The Justice of God: Finding True Justice in an Unjust World
2 Thess. 1:5-8 and Psalm 73:1-13
“It is only just for God to repay”
In society today there is the clamor for justice. When people use their power and law to abuse the rights of others, we rightfully demand that justice be enforced. When we feel are mistreated, or others are wrongfully mistreated, we call for justice. When people, under the guise of justice, disregard the law themselves, we become enraged, for any distortion of justice ultimately promotes evil.

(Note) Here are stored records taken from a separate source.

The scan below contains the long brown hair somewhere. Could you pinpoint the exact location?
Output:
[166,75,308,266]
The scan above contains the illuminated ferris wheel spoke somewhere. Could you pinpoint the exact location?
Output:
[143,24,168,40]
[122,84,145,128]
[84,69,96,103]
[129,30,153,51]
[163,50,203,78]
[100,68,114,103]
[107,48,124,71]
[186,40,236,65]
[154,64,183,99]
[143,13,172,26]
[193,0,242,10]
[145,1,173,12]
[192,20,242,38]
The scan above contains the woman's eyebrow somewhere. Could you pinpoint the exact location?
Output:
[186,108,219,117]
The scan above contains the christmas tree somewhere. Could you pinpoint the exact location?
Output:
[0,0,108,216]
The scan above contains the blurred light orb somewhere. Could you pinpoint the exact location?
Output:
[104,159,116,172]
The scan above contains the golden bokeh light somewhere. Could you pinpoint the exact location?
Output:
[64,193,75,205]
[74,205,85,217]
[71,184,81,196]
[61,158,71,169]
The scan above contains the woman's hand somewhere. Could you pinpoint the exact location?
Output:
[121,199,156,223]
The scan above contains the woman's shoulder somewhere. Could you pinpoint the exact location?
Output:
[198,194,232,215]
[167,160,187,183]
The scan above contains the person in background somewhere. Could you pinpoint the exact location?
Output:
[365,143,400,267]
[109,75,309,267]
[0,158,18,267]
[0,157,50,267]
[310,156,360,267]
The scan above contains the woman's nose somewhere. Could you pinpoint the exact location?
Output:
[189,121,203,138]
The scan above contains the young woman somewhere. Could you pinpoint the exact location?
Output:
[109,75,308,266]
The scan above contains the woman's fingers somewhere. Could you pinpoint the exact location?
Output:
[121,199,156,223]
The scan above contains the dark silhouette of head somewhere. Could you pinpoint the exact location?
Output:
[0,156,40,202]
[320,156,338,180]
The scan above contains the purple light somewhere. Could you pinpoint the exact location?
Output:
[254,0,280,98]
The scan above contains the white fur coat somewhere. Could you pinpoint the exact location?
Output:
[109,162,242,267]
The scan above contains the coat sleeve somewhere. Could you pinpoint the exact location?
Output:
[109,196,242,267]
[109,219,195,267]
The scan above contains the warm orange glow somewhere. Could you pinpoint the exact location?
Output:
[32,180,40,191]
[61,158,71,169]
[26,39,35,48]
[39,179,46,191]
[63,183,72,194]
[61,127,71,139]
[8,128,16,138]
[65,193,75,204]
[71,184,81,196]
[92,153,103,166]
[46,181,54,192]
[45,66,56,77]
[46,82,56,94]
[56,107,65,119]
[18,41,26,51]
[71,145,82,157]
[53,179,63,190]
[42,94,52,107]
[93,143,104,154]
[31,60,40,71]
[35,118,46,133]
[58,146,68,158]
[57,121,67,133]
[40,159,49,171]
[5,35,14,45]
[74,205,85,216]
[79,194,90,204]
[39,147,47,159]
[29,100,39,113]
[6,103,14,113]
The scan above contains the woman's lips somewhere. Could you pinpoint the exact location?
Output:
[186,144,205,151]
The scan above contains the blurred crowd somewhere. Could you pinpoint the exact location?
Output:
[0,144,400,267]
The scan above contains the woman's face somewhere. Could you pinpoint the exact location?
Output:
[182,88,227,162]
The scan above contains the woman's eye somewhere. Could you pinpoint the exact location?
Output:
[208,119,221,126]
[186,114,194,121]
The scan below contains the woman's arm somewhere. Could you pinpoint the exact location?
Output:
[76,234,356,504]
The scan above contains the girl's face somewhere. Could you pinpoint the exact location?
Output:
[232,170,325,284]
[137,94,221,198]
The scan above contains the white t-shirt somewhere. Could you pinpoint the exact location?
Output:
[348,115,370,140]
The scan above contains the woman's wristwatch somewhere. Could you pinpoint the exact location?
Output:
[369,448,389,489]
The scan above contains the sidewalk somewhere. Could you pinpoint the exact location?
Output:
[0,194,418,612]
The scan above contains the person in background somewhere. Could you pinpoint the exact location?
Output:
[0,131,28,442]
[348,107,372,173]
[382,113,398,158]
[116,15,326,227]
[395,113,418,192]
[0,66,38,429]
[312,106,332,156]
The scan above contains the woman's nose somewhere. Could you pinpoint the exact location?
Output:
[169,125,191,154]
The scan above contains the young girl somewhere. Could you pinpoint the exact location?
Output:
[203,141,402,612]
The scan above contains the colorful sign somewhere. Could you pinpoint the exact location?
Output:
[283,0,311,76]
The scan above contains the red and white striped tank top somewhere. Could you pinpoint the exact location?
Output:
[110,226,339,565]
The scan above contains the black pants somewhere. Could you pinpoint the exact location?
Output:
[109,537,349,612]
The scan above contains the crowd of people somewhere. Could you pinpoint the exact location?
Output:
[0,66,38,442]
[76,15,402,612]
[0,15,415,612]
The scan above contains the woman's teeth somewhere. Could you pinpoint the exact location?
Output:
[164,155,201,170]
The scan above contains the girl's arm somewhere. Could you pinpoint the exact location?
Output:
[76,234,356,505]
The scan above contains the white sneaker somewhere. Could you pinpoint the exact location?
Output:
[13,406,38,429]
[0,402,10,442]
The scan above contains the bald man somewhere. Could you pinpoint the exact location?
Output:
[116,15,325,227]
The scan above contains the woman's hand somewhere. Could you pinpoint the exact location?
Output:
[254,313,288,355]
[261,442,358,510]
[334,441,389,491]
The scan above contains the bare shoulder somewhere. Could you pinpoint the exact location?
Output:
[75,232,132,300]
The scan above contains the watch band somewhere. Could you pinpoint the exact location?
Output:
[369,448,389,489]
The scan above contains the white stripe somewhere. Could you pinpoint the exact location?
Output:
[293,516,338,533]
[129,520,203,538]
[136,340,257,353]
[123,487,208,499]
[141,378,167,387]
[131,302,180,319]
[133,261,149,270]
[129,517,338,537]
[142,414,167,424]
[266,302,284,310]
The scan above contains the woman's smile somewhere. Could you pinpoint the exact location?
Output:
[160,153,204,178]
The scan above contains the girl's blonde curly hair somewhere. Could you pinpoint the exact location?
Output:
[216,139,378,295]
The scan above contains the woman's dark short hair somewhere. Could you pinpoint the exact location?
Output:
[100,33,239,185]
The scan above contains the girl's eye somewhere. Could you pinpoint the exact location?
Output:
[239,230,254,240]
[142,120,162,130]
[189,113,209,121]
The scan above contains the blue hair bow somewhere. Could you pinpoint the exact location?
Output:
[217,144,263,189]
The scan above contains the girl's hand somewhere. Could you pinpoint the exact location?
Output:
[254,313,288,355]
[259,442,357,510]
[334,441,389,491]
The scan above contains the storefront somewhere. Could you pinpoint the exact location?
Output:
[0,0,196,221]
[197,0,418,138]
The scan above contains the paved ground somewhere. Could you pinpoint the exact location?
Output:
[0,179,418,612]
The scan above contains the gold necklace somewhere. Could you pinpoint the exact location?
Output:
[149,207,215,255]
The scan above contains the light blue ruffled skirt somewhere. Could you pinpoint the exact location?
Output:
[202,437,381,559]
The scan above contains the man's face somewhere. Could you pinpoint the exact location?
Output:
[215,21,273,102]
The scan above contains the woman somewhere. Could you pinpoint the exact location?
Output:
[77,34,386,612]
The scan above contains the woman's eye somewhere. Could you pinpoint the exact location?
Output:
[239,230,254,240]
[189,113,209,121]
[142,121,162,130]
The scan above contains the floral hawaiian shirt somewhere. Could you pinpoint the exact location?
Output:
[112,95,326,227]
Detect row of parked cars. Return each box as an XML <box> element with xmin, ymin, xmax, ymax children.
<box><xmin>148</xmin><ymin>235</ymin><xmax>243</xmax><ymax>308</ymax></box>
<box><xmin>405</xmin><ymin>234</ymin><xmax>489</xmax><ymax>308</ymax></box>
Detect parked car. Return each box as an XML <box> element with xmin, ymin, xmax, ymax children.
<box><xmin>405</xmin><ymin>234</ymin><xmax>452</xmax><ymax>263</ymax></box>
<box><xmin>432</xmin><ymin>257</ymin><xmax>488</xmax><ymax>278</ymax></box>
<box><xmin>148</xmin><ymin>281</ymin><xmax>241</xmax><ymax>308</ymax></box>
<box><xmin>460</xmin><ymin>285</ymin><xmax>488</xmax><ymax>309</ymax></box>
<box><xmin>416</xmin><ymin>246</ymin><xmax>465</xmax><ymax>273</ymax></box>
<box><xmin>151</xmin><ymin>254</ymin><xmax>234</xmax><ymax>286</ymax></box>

As we have previously seen, God is righteousness in the truest and purest sense of the word. God is not merely one who acts righteously, he is the definition of righteousness. However, essential to all righteousness is the upholding of that standard. An unjust person is not only the person who breaks the law, but also those who refuse to uphold the law and enforce the consequences when the law is broken. This is especially true of God’s law. When we speak of God’s justice, we are referring to the fact that he himself acts in conformity with his law and he administers his kingdom in accordance to that law by bringing punishment to the wicked and rewards to the righteous.
In 2 Thessalonians Paul is addressing those who are facing persecution and affliction because of their faith. When this happens, we can become discouraged and question God’s justice. But Paul remind them that the righteousness of God leads to the justice of God. While his righteousness establishes the moral laws of the universe, His justice then treats people according to the requirements of the law and their response to his law. He brings rewards to those who obey and retribution to those who break his moral law. As the church at Thessalonica was facing persecution and suffering, it would be easy for them to begin to question the justice of God, for it seems as if their oppressors remain unjudged. But Paul points out that there will come a time when God executes his justice and those persecuting the church will be repaid for their actions. He will bring retributions to those who reject Christ and refuse to obey God’s commands (8-9). But he will also reward the righteous for their obedience (10). In the end justice will prevail.
As we look at the world it is easy to conclude that wickedness is winning the day and righteousness is being ignored. Like the Psalmist we can conclude, “Behold, these are the wicked; and always at ease, they have increased in wealth. Surely in vain I have kept my heart pure and washed my hands in innocence” (Psalm 73:12-13) and so we can begin to stumble in our faith (73:2). But there is hope. No matter how much we see injustice in our world today, God will, in his perfect time, bring his justice that is perfect, impartial, and grounded in his moral law. We do not need to get discouraged when we face adversity and injustice in the world, for these will continue to remain as long as sin remains. Instead, we can anticipate the day when God will bring his justice, when he will judge those that reject his law, and bring his rewards to those who believe and follow him (vs 10). When he comes to establish his kingdom, he will reign in perfect righteousness and execute perfect justice. Wrong will no longer be regarded as right and evil will no longer be able to run rampant without any punishment. While we see the injustice in the world and the apparent injustice in our own suffering, we can find comfort knowing that there will come a time when God will set all thing right.